Erinnerungen an Radio Free Europe (RFE) und Radio Liberty in Münchens Nachkriegszeit: Wer die noch hat, kann sie auf eine vorgedruckte Karte schreiben und an eine Pinnwand in der Galerie Einwand des Münchner Stadtmuseums heften. Um die Erinnerungen von vier Zeitzeug*innen geht es schon jetzt in einer kleinen, aber inhaltsreichen Ausstellung über die Stimmen aus München im Kalten Krieg in Zusammenarbeit von Stadtmuseum und Jüdischem Museum. Sie stellt das Thema der beiden Radio- und Propagandasender in den Kontext eines großen Forschungsprojekts der Ludwig-Maximilians-Universität München (LMU). Die von Hannah Maischein kuratierte Ausstellung stellt viele Memorabilia aus den frühen Fünfzigerjahren aus, besonders interessant sind aber vier Videointerviews von Mitarbeiter*innen des Propagandanetzwerks (ein fünftes Video ist im Jüdischen Museum zu sehen).

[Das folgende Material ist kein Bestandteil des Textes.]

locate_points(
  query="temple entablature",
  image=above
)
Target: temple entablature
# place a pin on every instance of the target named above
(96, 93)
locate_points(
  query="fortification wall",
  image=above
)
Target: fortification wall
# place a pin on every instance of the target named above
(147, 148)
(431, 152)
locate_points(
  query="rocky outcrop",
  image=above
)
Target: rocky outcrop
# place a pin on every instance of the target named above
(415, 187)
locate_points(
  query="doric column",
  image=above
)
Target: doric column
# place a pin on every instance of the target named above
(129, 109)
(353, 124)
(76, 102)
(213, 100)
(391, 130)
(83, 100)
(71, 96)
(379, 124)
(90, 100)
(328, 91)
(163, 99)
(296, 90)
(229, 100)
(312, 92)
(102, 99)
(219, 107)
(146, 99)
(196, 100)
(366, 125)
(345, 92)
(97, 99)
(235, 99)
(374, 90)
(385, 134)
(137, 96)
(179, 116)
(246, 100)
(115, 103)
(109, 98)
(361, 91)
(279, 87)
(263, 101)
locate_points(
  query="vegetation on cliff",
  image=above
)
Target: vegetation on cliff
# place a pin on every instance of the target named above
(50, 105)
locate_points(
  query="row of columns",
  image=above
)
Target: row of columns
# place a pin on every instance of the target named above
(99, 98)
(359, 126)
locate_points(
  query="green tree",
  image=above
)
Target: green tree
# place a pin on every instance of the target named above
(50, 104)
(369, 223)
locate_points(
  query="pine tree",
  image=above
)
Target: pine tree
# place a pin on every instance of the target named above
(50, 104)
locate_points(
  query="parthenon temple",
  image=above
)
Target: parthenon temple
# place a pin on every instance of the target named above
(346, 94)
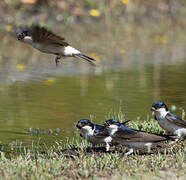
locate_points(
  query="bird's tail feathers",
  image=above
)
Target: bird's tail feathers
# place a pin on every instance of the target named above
(87, 58)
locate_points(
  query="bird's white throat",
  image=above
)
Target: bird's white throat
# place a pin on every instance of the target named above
(161, 113)
(28, 39)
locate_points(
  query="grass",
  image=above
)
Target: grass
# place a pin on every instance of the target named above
(73, 160)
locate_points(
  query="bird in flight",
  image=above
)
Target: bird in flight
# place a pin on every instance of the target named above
(46, 41)
(132, 138)
(169, 121)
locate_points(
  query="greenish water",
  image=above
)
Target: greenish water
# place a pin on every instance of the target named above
(36, 94)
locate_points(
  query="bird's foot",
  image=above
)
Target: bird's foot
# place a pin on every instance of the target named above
(57, 60)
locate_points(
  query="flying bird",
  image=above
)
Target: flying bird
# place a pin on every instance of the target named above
(46, 41)
(169, 121)
(134, 139)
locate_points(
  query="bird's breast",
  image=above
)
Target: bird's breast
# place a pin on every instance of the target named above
(49, 48)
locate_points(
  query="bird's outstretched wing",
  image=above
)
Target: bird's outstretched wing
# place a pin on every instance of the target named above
(42, 35)
(172, 118)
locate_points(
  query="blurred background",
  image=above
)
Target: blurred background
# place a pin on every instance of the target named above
(140, 52)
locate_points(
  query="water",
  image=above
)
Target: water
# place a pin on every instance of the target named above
(36, 94)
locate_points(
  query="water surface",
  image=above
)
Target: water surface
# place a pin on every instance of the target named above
(36, 94)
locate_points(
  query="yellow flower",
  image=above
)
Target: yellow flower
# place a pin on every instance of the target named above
(95, 56)
(8, 28)
(50, 81)
(125, 1)
(20, 67)
(122, 51)
(162, 39)
(94, 12)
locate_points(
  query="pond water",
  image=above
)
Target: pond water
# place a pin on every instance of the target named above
(128, 77)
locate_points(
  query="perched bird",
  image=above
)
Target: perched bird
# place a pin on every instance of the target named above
(169, 121)
(47, 42)
(94, 133)
(134, 139)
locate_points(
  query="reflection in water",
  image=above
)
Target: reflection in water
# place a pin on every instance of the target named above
(36, 94)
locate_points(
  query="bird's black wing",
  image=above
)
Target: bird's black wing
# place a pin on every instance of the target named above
(42, 35)
(172, 118)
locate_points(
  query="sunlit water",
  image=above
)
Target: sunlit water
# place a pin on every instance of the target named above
(36, 94)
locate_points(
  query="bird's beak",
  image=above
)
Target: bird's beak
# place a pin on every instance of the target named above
(20, 36)
(152, 109)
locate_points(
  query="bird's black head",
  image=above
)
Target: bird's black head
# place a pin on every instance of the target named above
(157, 105)
(109, 122)
(84, 122)
(24, 32)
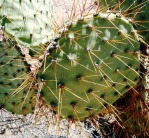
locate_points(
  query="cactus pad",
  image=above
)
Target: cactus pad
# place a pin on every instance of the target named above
(91, 65)
(16, 93)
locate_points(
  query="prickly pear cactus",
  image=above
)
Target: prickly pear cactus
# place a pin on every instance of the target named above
(28, 21)
(135, 10)
(91, 65)
(16, 92)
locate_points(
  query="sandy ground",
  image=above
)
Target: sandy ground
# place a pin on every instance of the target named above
(13, 126)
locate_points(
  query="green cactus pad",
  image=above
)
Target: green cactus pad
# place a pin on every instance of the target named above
(16, 93)
(29, 21)
(135, 10)
(94, 62)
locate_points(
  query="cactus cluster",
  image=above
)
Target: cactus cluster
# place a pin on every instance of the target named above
(89, 66)
(86, 66)
(16, 95)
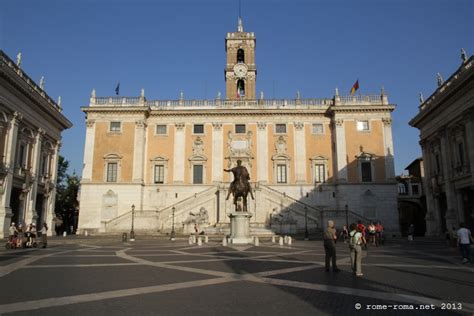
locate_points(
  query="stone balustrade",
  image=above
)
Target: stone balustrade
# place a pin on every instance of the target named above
(313, 103)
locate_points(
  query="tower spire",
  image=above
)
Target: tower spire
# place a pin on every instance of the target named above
(240, 25)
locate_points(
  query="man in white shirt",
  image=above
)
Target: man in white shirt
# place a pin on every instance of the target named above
(464, 241)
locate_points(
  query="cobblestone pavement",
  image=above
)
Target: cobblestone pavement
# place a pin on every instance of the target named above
(99, 276)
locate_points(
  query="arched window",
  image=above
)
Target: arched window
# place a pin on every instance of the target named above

Sprachenvielfalt praktiziert
Die beiden Sender sammelten Nachrichten der ost- und südosteuropäischen Länder sowie dortiger Radiosender und schickten eigene Nachrichten aus Politik, Kultur und Sport in über 20 Sprachen in den Osten zurück. Dazu brauchte
man Native Speakers, die mit den Ostgebieten und den verschiedenen Sprachen vertraut waren.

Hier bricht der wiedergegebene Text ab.